Acquittement de Rozon et Salvail: que reste-t-il de #MoiAussi?
Maintenant que Gilbert Rozon et Éric Salvail ont été acquittés au terme de leurs procès pour agression sexuelle, que reste-t-il du mouvement #MoiAussi à l’origine de leurs dénonciations en 2017?
Ce sont des verdicts d’acquittement qui alimentent le sentiment d’injustice et qui propulsent des mouvements sociaux, affirme la directrice générale de la clinique juridique JuriPop, Sophie Gagnon.
Or, si les dossiers de MM. Rozon et Salvail ont été érigés en symbole au sein de la société, ce n’est pas pour autant le cas dans le système de justice, estime l’avocate.
«Aux yeux de la justice, ce ne sont que deux dossiers individuels qui ne sont ni symboliques ni représentatifs de la manière dont la justice aborde les crimes d’agression à caractère sexuel», pense Sophie Gagnon.
Bien que le ministère public n’a pas pu prouver leur culpabilité hors de tout doute raisonnable, cela ne signifie pas que c’est la même chose dans tous les autres dossiers, ajoute-t-elle.
Les failles du système
Pour la cofondatrice de Québec contre les violences sexuelles, Mélanie Lemay, les jugements d’acquittement sont justement la démonstration des failles du système de justice à traiter les violences sexuelles.

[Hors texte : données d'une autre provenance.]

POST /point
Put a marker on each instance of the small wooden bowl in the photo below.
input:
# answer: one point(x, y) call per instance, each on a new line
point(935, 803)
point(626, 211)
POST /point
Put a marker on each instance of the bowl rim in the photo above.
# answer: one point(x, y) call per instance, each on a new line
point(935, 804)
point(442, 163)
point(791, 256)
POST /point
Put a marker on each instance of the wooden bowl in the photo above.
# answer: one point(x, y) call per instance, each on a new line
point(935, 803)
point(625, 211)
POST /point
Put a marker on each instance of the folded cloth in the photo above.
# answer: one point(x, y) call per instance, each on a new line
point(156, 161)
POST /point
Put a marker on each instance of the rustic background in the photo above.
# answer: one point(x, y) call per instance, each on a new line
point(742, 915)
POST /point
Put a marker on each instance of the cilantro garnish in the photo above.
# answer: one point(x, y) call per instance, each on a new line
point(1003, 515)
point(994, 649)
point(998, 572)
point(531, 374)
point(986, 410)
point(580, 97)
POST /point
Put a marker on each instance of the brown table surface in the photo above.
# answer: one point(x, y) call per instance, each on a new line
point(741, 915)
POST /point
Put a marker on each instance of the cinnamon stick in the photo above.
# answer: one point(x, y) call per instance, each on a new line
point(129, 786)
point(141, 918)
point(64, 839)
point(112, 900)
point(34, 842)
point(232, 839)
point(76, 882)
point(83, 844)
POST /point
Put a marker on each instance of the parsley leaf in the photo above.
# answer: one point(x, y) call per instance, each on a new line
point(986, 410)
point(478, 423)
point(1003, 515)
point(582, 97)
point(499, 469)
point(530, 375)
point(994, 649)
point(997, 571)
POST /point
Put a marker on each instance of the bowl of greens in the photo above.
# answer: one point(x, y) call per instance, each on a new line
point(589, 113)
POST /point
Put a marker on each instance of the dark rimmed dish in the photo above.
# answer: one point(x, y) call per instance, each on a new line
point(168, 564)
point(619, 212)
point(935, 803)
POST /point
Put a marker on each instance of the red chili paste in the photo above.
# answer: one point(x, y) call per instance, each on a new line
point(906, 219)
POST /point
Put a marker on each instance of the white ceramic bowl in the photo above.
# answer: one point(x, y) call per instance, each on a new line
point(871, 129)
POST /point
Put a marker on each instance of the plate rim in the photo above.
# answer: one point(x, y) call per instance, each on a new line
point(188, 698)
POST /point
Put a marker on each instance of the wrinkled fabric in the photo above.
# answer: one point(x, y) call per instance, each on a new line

«C’est représentatif de la vaste majorité des situations d’agression sexuelle qui ne passent pas l’épreuve des tribunaux», explique Mme Lemay. Elle estime que la création d’un tribunal spécialisé pour les violences sexuelles est une bonne idée.
La sociologue Sandrine Ricci va jusqu’à proposer une réforme complète des règles de droit devant «l’impasse».
«Comment on va se sortir du doute raisonnable qui bénéficie par définition à l’accusé?, demande-t-elle. Ce système de justice public est mis à mal par des moyens privés complètement disproportionnés.»
Pour avoir elle-même passé par le processus judiciaire, Mélanie Lemay sait qu’il est difficile. «On nous amène à entrer dans des cases très petites où finalement seulement trois agressions sexuelles déclarées sur 1000 se soldent par une condamnation», précise la survivante.
L’utilité sociale de #MoiAussi
Sandrine Ricci pense que les effets de #MoiAussi dépassent la question de l’accès à la justice. «Ça a contribué à construire l’opinion publique sur ces problématiques», précise-t-elle.
Sophie Gagnon est aussi d’avis que les différentes vagues de dénonciation ont une «utilité sociale».
«Tant et aussi longtemps qu’on n’aura pas amélioré l’efficacité de notre système de justice criminelle en matière de crimes sexuels, il y aura d’autres mouvements comme ceux-ci», indique-t-elle.
Mélanie Lemay perçoit surtout les mouvements de dénonciation comme une «réponse logique à l’incapacité de la société de prendre en compte nos voix» et à «l’impunité de la justice».
#MoiAussi: recours au civil après un acquittement
Pour les victimes qui voudraient tout de même se tourner vers le système de justice, d’autres recours juridiques existent.
Effectivement, Annick Charette et Donald Duguay, les plaignants des affaires Rozon et Salvail, pourraient se tourner vers les tribunaux civils.
«En matière criminelle, les parties n’ont pas les mêmes droits. Tout le système est construit pour protéger les droits de l’accusé. En matière civile, les parties jouent à armes égales», résume Sophie Gagnon.
Cela signifie que le fardeau de preuve hors de tout doute raisonnable ne s’applique pas en matière civile. «Si on regarde le dossier de M. Rozon, les chances sont que si ces preuves étaient administrées devant un tribunal civil, Mme Charette aurait gain de cause», illustre Me Gagnon.
Toutefois, la justice civile relève du domaine privé. «Une personne qui intente une poursuite doit défrayer les coûts de la justice, ce qui n’est pas accessible à tout le monde», rappelle l’avocate.
En outre, une poursuite au civil n’a pas les mêmes finalités qu’une poursuite au criminel. «Seule la justice criminelle peut mettre les gens en prison, d’empêcher la récidive et de punir socialement. Le système civil permet d’obtenir une compensation financière pour des dommages», explique Me Gagnon.